先来看下org.apache.hadoop.io.serializer的类图(hadoop2.7.1):
由类图看:
接口三个:
1、Deserializer:定义反序列化接口;
2、Serializer:定义序列化接口;
3、Serialization:定义了一系列和序列化相关并相互依赖对象的接口。
依据这三个接口,分别实现了2个类,分别是支持Writable机制的WritableSerialization和支持Java序列化的JavaSerialization,这样一共是6个实现类。
SerilizationFactory:维护一个Serilization的ArrayList。它具有参数为Configuration的构造函数,把parameter io.serializations中逗号隔开的serialization都添加进来。

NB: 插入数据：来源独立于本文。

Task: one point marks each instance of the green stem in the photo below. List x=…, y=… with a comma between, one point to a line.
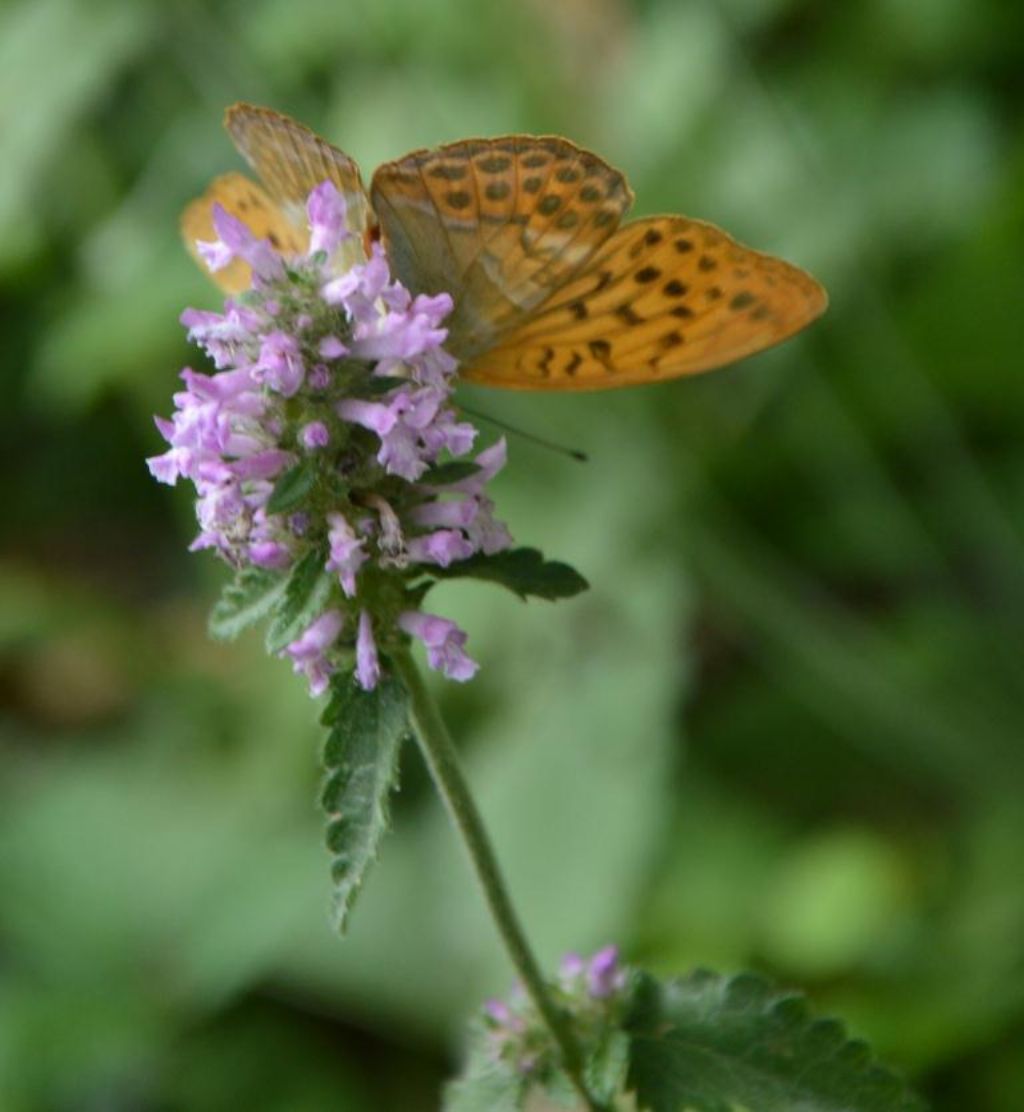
x=443, y=761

Deserializer:将字节流转为一个对象。这个接口的方法有:打开流,反序列化,关闭流
源码:
package org.apache.hadoop.io.serializer;
import java.io.IOException;
import java.io.InputStream;
import org.apache.hadoop.classification.InterfaceAudience;
import org.apache.hadoop.classification.InterfaceStability;
/**
* <p>
* Provides a facility for deserializing objects of type <T> from an
* {@link InputStream}.
* </p>
*
* <p>
* Deserializers are stateful, but must not buffer the input since
* other producers may read from the input between calls to
* {@link #deserialize(Object)}.
* </p>
* @param <T>
*/
@InterfaceAudience.LimitedPrivate({"HDFS", "MapReduce"})
@InterfaceStability.Evolving
public interface Deserializer<T> {
/**
* <p>Prepare the deserializer for reading.</p>
*/
void open(InputStream in) throws IOException;
/**
* <p>
* Deserialize the next object from the underlying input stream.

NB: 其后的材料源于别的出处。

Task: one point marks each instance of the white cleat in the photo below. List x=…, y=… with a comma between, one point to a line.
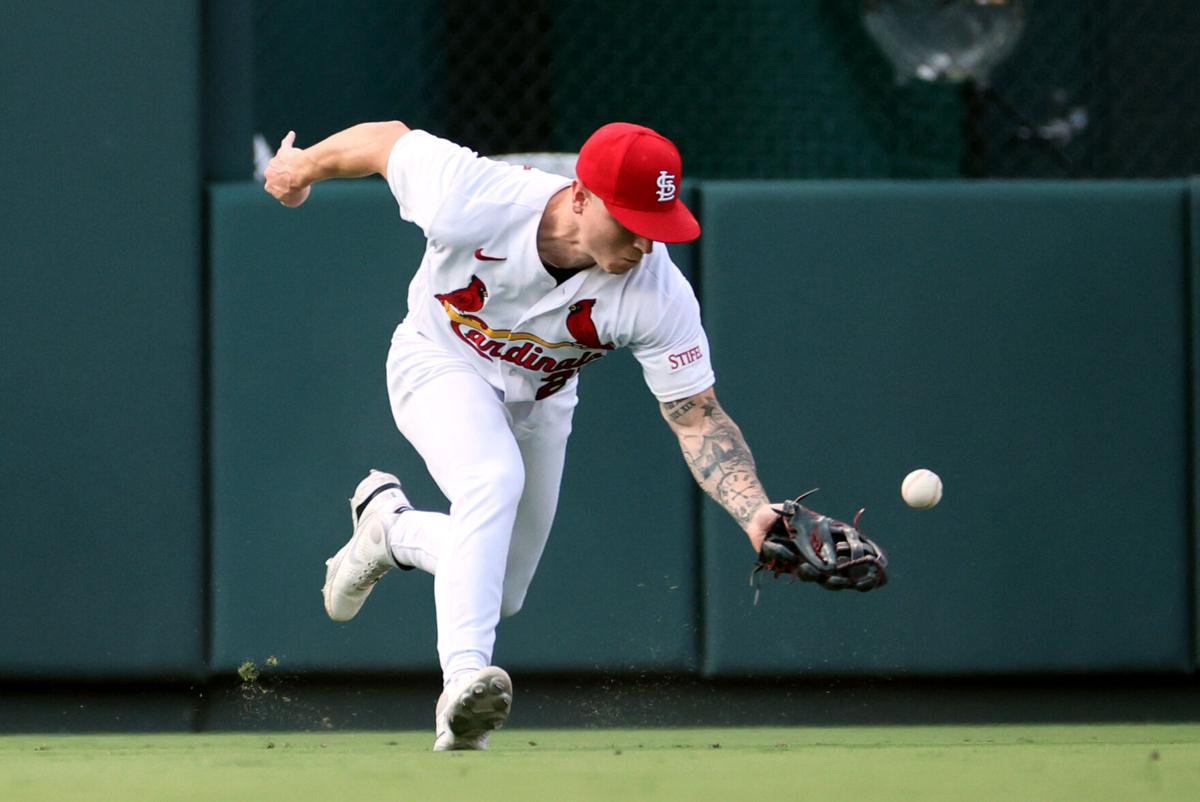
x=471, y=707
x=353, y=572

* If the object <code>t</code> is non-null then this deserializer
* <i>may</i> set its internal state to the next object read from the input
* stream. Otherwise, if the object <code>t</code> is null a new
* deserialized object will be created.
* </p>
* @return the deserialized object
*/
T deserialize(T t) throws IOException;
/**
* <p>Close the underlying input stream and clear up any resources.</p>
*/
void close() throws IOException;
}
Serializer:将一个对象转换为一个字节流的实现实例,该接口的方法有:打开流,序列化,关闭流
源码:
package org.apache.hadoop.io.serializer;
import java.io.IOException;
import java.io.OutputStream;
import org.apache.hadoop.classification.InterfaceAudience;
import org.apache.hadoop.classification.InterfaceStability;
/**
* <p>
* Provides a facility for serializing objects of type <T> to an
* {@link OutputStream}.
* </p>
*
* <p>
* Serializers are stateful, but must not buffer the output since
* other producers may write to the output between calls to
* {@link #serialize(Object)}.
* </p>
* @param <T>
*/
@InterfaceAudience.LimitedPrivate({"HDFS", "MapReduce"})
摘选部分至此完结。